Sie sah zu Boden und rauchte, schnell und nervös.
»Es war nach dem Mittagessen, das wissen Sie ja schon. Wir sind mit Kurt rüber zu uns gegangen. Wahrscheinlich so zwischen zwei und drei«, sie zauderte einen Moment. »Die wollten was zusammen besprechen.«
»Wer, die?«
»Holger und Kurt.«
»Sie waren nicht mit dabei?«
»Ich wollte eigentlich nicht. Aber Holger hat darauf bestanden. Er will immer alles mit mir zusammen machen.«
»Und worum ging es? Es ging um Geld, hatten Sie uns beim letzten Mal gesagt.«
Peggy Stein seufzte.
»Ja, Geld.

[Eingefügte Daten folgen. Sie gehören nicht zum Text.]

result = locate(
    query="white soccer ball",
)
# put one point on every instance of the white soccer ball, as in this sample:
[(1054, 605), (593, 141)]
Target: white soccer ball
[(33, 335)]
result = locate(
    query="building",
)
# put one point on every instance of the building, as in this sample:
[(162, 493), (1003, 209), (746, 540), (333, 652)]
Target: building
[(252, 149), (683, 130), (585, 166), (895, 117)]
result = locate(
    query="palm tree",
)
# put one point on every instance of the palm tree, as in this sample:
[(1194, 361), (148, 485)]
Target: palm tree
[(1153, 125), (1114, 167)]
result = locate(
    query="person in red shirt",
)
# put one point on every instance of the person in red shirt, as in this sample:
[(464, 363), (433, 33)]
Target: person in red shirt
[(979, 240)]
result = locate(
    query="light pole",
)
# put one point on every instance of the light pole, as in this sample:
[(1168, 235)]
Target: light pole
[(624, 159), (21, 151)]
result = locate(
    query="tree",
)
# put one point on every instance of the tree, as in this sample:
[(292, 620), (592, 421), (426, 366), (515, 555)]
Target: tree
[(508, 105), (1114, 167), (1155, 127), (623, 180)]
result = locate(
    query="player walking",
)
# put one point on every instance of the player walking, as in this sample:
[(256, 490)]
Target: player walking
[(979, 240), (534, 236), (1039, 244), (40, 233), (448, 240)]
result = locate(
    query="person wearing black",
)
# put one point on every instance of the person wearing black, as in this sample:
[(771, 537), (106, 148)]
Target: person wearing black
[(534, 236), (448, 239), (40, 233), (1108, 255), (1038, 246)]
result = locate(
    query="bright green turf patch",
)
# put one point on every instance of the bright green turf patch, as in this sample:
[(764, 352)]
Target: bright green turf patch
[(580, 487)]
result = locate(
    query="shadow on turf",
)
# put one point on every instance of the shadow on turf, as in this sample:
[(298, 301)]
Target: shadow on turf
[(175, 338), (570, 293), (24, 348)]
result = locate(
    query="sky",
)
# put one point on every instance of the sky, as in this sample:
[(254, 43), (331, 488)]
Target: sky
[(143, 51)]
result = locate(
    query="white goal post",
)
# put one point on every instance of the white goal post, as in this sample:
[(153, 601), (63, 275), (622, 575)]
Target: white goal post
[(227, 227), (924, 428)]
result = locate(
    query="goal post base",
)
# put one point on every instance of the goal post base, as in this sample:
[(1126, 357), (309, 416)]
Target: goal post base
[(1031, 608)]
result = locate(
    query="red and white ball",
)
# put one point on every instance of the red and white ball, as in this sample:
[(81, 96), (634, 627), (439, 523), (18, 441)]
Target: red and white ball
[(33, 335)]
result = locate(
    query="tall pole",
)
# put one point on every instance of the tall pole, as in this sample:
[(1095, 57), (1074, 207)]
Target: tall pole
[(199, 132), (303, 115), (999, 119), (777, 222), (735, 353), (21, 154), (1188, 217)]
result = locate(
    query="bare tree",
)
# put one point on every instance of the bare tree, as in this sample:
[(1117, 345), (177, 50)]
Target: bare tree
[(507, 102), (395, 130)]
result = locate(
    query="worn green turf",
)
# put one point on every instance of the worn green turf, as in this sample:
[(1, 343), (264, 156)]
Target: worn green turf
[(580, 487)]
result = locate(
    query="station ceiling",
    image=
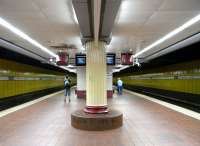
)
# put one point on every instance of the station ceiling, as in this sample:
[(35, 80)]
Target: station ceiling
[(138, 23)]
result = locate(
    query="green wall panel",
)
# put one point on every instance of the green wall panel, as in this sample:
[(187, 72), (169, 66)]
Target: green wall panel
[(17, 78)]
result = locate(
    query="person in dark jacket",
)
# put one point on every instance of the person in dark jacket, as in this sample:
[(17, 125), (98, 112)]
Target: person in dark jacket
[(67, 86)]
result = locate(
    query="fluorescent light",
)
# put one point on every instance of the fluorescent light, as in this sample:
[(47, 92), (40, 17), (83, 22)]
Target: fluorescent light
[(18, 32), (169, 35), (74, 15), (70, 70)]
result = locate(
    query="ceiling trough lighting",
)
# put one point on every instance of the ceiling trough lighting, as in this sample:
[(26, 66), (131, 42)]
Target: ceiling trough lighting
[(18, 32), (169, 35)]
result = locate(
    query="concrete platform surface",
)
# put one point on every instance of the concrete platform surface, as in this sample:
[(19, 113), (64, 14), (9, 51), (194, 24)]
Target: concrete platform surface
[(145, 123)]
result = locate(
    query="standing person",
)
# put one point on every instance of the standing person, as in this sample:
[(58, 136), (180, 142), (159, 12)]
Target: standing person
[(119, 86), (67, 83)]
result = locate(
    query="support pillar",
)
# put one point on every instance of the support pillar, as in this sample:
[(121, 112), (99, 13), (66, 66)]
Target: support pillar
[(96, 98)]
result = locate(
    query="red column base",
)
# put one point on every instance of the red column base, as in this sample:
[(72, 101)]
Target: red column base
[(96, 109)]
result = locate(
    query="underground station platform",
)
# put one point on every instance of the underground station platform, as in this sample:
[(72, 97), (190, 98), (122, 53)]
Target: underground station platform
[(99, 72)]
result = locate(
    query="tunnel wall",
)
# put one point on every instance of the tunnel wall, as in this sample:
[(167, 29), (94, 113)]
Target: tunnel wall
[(179, 82), (21, 82)]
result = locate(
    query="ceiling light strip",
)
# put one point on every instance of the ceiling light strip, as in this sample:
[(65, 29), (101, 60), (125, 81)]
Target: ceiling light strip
[(169, 35), (18, 32)]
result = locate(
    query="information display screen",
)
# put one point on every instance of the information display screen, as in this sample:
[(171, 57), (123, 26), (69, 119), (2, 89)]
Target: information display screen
[(126, 59), (80, 59), (63, 58)]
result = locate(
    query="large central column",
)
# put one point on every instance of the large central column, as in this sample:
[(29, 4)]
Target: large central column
[(96, 99)]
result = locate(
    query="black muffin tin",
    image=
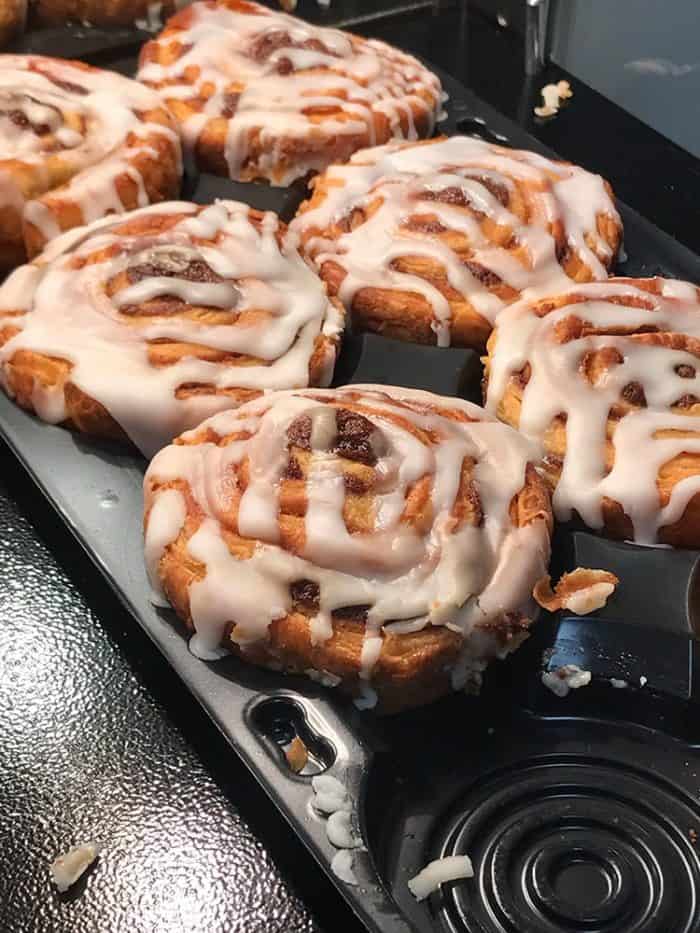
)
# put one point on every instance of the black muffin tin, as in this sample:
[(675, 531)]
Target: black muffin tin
[(579, 813)]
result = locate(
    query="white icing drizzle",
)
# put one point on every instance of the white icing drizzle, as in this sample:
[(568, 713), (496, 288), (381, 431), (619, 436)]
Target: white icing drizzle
[(557, 386), (68, 314), (84, 127), (406, 177), (296, 82), (460, 577)]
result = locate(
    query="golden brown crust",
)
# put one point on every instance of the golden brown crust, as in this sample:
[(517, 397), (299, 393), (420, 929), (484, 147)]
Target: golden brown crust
[(274, 153), (412, 669), (30, 374), (60, 185), (594, 366), (407, 313)]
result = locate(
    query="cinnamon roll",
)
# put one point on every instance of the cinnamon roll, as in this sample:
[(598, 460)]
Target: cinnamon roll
[(606, 378), (259, 94), (380, 539), (142, 325), (429, 241), (76, 143)]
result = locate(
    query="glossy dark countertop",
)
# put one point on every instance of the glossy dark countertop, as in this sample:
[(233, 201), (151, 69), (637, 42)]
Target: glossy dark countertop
[(99, 739)]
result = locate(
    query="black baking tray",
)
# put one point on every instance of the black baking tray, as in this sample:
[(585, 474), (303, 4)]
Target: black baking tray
[(580, 814)]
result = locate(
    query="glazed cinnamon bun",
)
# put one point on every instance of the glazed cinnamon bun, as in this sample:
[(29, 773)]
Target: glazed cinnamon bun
[(142, 325), (429, 241), (259, 94), (606, 378), (380, 539), (76, 143)]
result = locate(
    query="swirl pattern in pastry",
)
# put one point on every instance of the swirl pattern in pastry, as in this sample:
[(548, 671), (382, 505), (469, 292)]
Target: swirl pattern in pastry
[(260, 94), (606, 378), (76, 143), (429, 241), (143, 325), (381, 538)]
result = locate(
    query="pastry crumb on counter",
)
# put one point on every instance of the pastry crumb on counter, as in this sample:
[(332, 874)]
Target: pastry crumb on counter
[(581, 591), (553, 95), (566, 678), (450, 868), (68, 868), (297, 755)]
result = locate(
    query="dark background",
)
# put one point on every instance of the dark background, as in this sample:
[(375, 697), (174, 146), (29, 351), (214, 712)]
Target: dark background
[(99, 740)]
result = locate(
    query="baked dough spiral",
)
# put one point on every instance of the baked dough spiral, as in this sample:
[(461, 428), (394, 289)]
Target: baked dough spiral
[(382, 539), (76, 143), (106, 12), (430, 241), (142, 325), (263, 95), (606, 378)]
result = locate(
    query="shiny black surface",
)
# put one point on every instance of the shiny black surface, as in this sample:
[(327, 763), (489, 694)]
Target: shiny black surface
[(99, 740), (98, 737)]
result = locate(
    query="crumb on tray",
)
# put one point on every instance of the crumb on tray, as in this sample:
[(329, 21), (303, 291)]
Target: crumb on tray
[(553, 95), (451, 868), (297, 755), (566, 678), (581, 591)]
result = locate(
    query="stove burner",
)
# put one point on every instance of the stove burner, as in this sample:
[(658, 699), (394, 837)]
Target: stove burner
[(562, 844)]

Immer war Geld das Thema!«, sagte sie, es klang verzweifelt. »Mit Holger. Mit Kurt. Wenn man keins hat, gibt es nur dieses Thema.«
»Und weiter?«
»Holger und Kurt hatten immer irgendwelche Ideen. Verrückte Ideen. Dieser Kurt war genau der Richtige für so was. Der konnte unglaubliches Zeug fantasieren und war für jeden hirnrissigen Quatsch zu begeistern. Und Holger ließ sich davon anstecken.«
Jetzt hob sie den Kopf.
»Ich wollte damit nie was zu tun haben, das müssen Sie mir glauben!«
»Womit denn?«
Sie holte noch einmal tief Luft, als müsse sie sich stärken, ermutigen.
»Mit ihrem ›Projekt Freiland‹.«
Nachdem sie dieses Stichwort genannt hatte, schien ein Damm gebrochen, und sie erzählte, nur von kurzen Pausen unterbrochen, in denen sie trank und rauchte, den Beamten von dem Vorhaben der beiden Männer.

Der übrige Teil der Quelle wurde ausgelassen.